Outcome: The court found that the Bank had in fact provided adequate responses and in the case that they had not, the court had good reason to decline exercising its discretion in favour of Lees, the reasons being
1. The number and repetitiveness of the requests which bordered on abusive 2. The real purpose of the requests was to obtain documentation rather than personal data 3. The collateral purpose behind the requests was to obtain assistance in his possession proceedings with the bank 4. The data obtained would be of no real benefit to Lees
Key Takeaways: The Lees v LLoyds case highlighted the fact that the Courts have final discretion in matters relating to DSARs and that factors like the purpose and repetitiveness of the requests do in fact play a role in the ultimate decision.
Den Blå Avis | Danish DPA | January 2022
The Danish DPA ruled that Den Blå Avis’ (DBA) refusal pertaining to a request for deletion of a user profile along with some additional information was warranted under the GDPR.
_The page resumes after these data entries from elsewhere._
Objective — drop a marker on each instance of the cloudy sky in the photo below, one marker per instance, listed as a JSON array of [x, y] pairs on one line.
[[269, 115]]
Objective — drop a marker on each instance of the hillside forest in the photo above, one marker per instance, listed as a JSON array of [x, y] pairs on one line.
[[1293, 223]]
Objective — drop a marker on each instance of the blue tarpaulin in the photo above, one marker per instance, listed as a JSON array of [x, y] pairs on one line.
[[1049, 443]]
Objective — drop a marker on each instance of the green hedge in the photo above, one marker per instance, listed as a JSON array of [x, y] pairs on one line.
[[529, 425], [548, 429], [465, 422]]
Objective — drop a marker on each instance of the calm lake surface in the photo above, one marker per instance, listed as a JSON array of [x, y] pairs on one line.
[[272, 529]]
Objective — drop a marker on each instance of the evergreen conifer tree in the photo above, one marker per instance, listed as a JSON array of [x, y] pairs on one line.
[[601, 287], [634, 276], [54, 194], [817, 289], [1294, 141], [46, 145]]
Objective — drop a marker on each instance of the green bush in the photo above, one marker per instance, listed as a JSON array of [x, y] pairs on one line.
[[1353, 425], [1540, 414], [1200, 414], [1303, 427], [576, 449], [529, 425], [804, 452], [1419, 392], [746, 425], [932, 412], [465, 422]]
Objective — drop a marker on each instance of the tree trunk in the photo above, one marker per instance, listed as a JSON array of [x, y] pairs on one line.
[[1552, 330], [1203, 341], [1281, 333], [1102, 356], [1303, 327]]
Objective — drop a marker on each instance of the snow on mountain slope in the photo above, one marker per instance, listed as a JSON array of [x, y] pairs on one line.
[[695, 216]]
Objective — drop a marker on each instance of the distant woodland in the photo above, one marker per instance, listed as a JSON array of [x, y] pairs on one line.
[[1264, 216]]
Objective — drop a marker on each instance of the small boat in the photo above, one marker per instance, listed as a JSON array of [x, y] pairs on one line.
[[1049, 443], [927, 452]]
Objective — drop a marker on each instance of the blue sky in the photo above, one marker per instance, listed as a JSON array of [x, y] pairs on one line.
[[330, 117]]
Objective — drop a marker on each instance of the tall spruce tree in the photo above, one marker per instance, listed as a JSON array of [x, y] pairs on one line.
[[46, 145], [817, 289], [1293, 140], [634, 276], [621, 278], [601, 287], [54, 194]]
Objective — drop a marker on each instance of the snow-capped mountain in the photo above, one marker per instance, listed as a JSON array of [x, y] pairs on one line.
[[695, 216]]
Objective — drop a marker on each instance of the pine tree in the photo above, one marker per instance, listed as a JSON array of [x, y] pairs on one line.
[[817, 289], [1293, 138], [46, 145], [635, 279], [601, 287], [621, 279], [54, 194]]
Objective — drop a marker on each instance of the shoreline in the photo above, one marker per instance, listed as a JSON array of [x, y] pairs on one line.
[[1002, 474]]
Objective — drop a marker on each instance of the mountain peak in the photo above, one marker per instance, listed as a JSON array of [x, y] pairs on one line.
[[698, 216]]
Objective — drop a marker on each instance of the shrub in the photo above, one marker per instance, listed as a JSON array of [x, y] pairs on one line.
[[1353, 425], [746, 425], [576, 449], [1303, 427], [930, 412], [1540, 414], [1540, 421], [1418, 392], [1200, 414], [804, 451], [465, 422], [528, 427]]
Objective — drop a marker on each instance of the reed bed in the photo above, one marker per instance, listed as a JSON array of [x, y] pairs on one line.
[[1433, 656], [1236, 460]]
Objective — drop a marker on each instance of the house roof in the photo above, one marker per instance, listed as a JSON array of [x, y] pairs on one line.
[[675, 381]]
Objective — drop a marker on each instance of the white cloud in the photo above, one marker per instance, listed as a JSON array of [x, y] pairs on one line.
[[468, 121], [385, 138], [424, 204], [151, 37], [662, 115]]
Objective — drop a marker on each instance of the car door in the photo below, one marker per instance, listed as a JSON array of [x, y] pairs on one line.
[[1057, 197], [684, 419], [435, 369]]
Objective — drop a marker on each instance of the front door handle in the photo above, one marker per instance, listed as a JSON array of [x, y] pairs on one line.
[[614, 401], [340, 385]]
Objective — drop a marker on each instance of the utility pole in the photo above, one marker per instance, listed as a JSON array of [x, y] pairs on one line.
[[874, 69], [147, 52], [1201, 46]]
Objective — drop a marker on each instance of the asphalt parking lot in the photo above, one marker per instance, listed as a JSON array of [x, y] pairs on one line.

Summary: The complainant had approached DBA to have their user profile and other information deleted. The company rejected the request stating that it had received three independent complaints from its buyers regarding the complainant and it was necessary for it to store the complainant’s data for blocking their access to DBA's platform. DBA also stated that the complainant had previously tried to work their way around the system by creating new profiles using different email addresses, but the retention of the complainant’s information helped in identifying and closing all the profiles. The company specified that the complainant’s profile and related personal data would not be deleted, and the information would be expunged after 24 months of inactivity with DBA.
Outcome: The Danish DPA found that
1.The processing of the complainant’s personal data is necessary for DBA to pursue a legitimate interest that precedes the interest of the data subject. 2.It ruled that the data processing, in this case, cannot be in conflict with the principle of "storage limitation" in Article 5 (1) of the Data Protection Regulation as the information will be automatically deleted by DBA after 24 months of inactivity.
Key takeaways: If the controller demonstrates compelling legitimate grounds for data processing that outweigh the interests, rights and freedoms of data subjects or if the processing is necessary for the establishment, assertion or defence of legal claims, then the processing may continue.